The expression for the ratio can be written as:
(K')/(K) = ((1/2)I'ω'^2)/((1/2)Iω^2),
where K is the initial kinetic energy, K' is the final kinetic energy, I is the initial moment of inertia, I' is the final moment of inertia, ω is the initial angular speed, and ω' is the final angular speed.
From part a), we know the values of ω and ω', and we know that I' = (1/3)I. Substituting these values into the expression, we get:
(K')/(K) = ((1/2)(1/3)Iω'^2)/((1/2)Iω^2),
Canceling out the common terms, we get:
(K')/(K) = (1/3)(ω'^2)/(ω^2).
Using the values we found in part a), we can solve for the ratio as:
(K')/(K) = (1/3)(4.5^2)/(1.5^2) = 3.
Therefore, the ratio of the skater's final kinetic energy to her initial kinetic energy is 3.
d) Yes, her mechanical energy changed. Mechanical energy is the sum of kinetic energy and potential energy. In this case, we are only considering kinetic energy.

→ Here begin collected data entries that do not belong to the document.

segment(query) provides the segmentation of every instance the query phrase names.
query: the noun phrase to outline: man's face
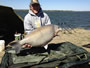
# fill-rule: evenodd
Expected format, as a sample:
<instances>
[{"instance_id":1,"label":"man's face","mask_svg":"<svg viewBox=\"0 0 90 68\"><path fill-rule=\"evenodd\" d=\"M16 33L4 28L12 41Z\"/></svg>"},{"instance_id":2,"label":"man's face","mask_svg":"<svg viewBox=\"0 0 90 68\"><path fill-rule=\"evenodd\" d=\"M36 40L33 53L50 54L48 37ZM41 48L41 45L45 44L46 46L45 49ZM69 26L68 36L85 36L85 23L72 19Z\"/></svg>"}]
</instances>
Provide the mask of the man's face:
<instances>
[{"instance_id":1,"label":"man's face","mask_svg":"<svg viewBox=\"0 0 90 68\"><path fill-rule=\"evenodd\" d=\"M30 9L32 10L33 13L37 14L40 10L40 5L39 4L32 4L30 6Z\"/></svg>"}]
</instances>

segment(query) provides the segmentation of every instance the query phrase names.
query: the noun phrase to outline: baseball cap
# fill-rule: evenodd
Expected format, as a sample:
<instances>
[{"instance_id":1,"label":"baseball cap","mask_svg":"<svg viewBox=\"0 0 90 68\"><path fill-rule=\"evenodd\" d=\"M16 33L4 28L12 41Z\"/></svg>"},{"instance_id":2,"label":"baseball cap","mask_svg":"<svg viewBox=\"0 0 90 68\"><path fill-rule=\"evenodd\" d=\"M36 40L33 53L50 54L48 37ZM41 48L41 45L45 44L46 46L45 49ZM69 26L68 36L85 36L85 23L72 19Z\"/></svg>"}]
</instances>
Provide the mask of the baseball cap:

From part c), we found that the ratio of her final kinetic energy to her initial kinetic energy is 3. Since the ratio is greater than 1, it means that her final kinetic energy is greater than her initial kinetic energy.
Therefore, her mechanical energy changed because her kinetic energy increased, which means there was a net gain of energy in the system.